Most optimized way to calculate modulus in C

Question

I have minimize cost of calculating modulus in C. say I have a number x and n is the number which will divide x

when n == 65536 (which happens to be 2^16):

mod = x % n (11 assembly instructions as produced by GCC) or
mod = x & 0xffff which is equal to mod = x & 65535 (4 assembly instructions)

so, GCC doesn't optimize it to this extent.

In my case n is not x^(int) but is largest prime less than 2^16 which is 65521

as I showed for n == 2^16, bit-wise operations can optimize the computation. What bit-wise operations can I preform when n == 65521 to calculate modulus.

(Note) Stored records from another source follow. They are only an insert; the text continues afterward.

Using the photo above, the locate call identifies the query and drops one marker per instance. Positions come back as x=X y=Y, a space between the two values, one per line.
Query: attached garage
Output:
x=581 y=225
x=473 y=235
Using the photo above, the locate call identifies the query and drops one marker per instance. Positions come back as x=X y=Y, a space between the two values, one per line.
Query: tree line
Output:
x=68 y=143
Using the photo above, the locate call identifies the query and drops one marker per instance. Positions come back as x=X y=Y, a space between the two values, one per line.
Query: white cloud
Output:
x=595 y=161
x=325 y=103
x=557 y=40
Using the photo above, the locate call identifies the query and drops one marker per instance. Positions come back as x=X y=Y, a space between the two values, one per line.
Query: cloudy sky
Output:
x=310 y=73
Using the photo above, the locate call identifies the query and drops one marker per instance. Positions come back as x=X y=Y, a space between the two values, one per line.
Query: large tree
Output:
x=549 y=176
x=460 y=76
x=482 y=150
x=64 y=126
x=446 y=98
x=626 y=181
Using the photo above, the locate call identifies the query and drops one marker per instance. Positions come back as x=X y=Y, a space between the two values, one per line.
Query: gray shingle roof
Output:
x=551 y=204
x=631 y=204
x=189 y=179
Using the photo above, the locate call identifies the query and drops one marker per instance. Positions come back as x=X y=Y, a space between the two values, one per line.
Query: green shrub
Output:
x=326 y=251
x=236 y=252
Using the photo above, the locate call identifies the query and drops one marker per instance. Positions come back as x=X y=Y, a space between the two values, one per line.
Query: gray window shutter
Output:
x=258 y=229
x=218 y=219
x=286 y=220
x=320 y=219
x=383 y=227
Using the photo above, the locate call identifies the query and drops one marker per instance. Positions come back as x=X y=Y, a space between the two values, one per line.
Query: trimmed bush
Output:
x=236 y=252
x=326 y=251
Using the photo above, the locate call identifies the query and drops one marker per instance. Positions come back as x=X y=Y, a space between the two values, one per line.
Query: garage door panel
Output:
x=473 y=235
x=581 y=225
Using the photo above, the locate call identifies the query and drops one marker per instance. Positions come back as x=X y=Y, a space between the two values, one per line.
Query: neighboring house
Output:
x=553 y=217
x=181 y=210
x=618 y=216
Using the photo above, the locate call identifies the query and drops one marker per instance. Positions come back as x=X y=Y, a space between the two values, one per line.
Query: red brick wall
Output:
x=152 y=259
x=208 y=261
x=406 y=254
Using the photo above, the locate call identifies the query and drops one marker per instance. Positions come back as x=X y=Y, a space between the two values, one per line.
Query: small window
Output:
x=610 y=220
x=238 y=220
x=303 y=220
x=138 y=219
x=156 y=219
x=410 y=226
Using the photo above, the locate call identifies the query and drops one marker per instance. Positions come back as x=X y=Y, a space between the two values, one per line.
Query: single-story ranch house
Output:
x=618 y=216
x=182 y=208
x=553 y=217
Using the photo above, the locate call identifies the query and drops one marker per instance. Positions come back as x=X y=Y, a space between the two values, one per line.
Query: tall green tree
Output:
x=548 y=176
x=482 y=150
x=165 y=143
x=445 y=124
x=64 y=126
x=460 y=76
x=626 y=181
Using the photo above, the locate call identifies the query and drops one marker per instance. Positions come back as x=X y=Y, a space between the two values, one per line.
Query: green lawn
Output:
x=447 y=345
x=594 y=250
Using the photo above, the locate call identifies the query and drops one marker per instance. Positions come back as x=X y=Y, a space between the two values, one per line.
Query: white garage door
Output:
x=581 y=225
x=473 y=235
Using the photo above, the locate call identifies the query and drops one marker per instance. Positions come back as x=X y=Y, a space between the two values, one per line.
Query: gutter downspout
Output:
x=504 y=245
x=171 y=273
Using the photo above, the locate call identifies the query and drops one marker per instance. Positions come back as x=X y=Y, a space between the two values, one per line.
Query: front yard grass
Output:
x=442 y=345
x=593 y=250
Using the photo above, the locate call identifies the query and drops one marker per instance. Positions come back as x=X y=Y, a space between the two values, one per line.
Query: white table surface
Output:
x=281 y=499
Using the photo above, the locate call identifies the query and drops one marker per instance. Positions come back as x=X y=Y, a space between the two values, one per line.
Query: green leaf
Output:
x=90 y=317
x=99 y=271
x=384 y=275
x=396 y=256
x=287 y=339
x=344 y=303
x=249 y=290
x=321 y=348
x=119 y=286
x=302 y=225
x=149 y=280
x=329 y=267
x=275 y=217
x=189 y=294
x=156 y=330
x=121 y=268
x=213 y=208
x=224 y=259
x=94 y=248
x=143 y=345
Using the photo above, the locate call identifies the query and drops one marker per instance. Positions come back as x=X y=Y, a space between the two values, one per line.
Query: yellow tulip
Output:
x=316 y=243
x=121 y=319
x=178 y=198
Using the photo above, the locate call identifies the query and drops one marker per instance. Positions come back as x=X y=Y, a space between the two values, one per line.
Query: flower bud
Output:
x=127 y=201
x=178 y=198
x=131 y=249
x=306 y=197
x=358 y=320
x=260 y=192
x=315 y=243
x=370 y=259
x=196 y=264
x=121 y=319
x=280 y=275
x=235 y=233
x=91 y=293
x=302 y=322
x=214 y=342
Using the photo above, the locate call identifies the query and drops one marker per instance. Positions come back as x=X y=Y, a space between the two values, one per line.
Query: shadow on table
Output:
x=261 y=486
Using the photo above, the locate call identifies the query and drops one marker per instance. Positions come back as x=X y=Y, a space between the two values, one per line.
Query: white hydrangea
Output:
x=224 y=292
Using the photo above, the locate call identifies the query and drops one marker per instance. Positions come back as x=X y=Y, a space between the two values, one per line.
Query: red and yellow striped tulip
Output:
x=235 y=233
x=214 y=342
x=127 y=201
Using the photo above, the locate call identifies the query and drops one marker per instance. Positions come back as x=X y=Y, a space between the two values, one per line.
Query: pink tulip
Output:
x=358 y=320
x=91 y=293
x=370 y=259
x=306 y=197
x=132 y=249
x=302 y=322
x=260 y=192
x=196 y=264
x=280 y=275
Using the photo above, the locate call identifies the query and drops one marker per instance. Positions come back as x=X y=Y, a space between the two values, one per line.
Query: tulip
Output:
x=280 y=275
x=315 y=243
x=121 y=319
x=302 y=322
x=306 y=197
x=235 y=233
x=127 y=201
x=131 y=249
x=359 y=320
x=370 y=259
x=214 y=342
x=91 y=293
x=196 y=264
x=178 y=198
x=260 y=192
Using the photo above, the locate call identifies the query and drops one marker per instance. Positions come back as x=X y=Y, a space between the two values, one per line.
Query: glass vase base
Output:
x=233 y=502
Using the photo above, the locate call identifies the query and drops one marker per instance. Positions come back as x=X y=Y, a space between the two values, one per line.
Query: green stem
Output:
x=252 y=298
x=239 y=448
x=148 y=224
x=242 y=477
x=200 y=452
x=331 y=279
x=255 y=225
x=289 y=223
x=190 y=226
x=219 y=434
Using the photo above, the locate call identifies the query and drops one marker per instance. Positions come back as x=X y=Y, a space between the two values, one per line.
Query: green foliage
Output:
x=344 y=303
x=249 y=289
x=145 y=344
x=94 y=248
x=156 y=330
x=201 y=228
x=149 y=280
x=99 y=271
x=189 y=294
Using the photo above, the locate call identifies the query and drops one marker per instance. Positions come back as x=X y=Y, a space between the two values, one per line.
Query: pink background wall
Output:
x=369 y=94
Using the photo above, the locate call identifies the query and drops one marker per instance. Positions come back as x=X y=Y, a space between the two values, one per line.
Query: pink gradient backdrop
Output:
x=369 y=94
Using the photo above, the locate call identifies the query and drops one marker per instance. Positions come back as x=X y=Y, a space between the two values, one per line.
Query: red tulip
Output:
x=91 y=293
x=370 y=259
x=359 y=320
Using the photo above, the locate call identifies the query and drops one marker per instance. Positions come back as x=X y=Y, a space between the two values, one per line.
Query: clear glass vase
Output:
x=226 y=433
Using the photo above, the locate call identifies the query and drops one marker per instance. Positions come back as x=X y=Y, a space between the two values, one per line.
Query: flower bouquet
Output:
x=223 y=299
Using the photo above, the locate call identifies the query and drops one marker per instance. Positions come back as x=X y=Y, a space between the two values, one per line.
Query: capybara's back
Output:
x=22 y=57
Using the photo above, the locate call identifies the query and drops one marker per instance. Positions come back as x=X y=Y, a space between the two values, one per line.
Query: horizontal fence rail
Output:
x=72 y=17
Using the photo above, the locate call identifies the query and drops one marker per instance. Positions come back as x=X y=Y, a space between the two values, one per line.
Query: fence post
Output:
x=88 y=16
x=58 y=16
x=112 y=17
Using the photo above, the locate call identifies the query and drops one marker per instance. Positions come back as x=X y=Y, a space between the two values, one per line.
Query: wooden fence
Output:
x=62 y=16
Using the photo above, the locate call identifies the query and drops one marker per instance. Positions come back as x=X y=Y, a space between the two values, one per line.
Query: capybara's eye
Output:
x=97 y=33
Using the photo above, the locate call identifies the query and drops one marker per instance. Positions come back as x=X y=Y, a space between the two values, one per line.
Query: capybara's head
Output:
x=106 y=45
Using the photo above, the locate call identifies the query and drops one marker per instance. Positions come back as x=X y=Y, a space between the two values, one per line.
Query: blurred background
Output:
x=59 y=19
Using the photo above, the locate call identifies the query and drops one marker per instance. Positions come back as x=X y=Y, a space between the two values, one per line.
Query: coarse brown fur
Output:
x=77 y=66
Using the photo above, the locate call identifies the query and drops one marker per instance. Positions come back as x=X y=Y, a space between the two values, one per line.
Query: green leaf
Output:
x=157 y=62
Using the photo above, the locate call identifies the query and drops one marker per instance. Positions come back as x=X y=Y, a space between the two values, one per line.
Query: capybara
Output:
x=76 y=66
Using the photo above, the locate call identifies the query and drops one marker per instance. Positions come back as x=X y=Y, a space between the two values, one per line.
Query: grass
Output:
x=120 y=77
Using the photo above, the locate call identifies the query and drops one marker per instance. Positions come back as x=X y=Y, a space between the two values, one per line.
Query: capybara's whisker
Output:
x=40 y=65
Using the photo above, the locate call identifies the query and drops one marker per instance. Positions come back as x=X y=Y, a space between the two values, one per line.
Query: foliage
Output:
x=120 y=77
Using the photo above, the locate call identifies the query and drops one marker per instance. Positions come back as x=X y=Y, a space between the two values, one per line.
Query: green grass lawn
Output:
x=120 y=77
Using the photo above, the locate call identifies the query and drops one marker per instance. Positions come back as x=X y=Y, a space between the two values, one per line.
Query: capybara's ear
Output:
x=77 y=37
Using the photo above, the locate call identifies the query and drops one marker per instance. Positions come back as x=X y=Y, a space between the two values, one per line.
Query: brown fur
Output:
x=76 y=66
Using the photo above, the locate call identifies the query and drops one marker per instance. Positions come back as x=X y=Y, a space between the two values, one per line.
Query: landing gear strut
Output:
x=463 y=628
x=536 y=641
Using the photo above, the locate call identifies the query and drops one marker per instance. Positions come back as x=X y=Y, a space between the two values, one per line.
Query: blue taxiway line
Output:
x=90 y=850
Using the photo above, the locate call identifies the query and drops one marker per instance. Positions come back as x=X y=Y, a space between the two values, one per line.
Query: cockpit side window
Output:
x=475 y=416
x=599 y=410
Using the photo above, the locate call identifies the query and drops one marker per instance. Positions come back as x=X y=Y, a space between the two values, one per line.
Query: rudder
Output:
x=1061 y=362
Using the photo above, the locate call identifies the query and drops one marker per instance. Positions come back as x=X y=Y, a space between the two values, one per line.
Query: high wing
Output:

I can't imagine that any C compiler implements integer `%` as anything other than an `IDIV` (see Krystian's answer), a single instruction, apart from setup. I have little doubt that there is no algorithm that can obtain the result faster on the same CPU. — Carl Smotricz, Apr 18 '10 at 09:22
Did you turn -O2 on? Did you add `const` keyword to `n` declaration? — P Shved, Apr 18 '10 at 09:30
@Carl, Just because it is a single instruction doesn't mean that it will be the fastest you can get. Case in point, back in 2000 it was possible to calculate sqrt by doing several operations in plain c code (no assembly required) and beat the processor in both speed and accuracy (I think newer processors use the same trick internally now). A single instruction won't necessarily take a single cycle to compute! — Grant Peters, Apr 18 '10 at 10:48
@Pavel: I had a very similar question a while back, why something wasn't being optimised. In my case `n` needed to be const in GCC 3.something, but not 4.3. — Steve Jessop, Apr 18 '10 at 11:07
@Carl: It's actually common for compilers to optimize division or remainder operations by a compile-time constant. Typically a remainder operation is turned into a sequence involving a couple of multiplications, some shifts, and possibly an addition or two. Google for 'Division by Invariant Integers using Multiplication' by Granlund and Montgomery for some of the original work in this area. — Mark Dickinson, Apr 18 '10 at 11:10
Also note that a modulo operation with a compile time constant as modulus is easier to implement if the arguments are unsigned. Doing this with signed arguments requires some extra instructions. — Accipitridae, Apr 18 '10 at 11:37
How did you run gcc? When I wrote a function to return the modulus of a number by 65536 gcc came up with a single instruction: `movzwl %di, %eax` which I thought was pretty neat. — CB Bailey, Apr 18 '10 at 12:10
@Mark: You're right, of course. I failed to read from the description that the divisor would be known ahead of time, i.e. constant. — Carl Smotricz, Apr 19 '10 at 06:45
Actual compiler output (optimized and un-optimized): https://godbolt.org/g/yjvoru. It costs a lot of extra instructions to do signed `x % 65536` efficiently with C semantics, because it's not the same thing as `x & 65535`. Still, it's not 11 instructions. It's 6 in optimized code, and if your bad counting method is adding 3 instructions on top of `and r32, 0xffff` or `movzx eax, di`, that only gets you up to "9" for optimized signed `%` so you're doing something weird. (Assuming you were targeting x86). Maybe you used a compiler even older than what godbolt has (gcc 4.4.7 is the oldest) — Peter Cordes, Sep 19 '17 at 11:51

score 27 · Answer 1 · edited Oct 13 '20 at 07:48

First, make sure you're looking at optimized code before drawing conclusion about what GCC is producing (and make sure this particular expression really needs to be optimized). Finally - don't count instructions to draw your conclusions; it may be that an 11 instruction sequence might be expected to perform better than a shorter sequence that includes a div instruction.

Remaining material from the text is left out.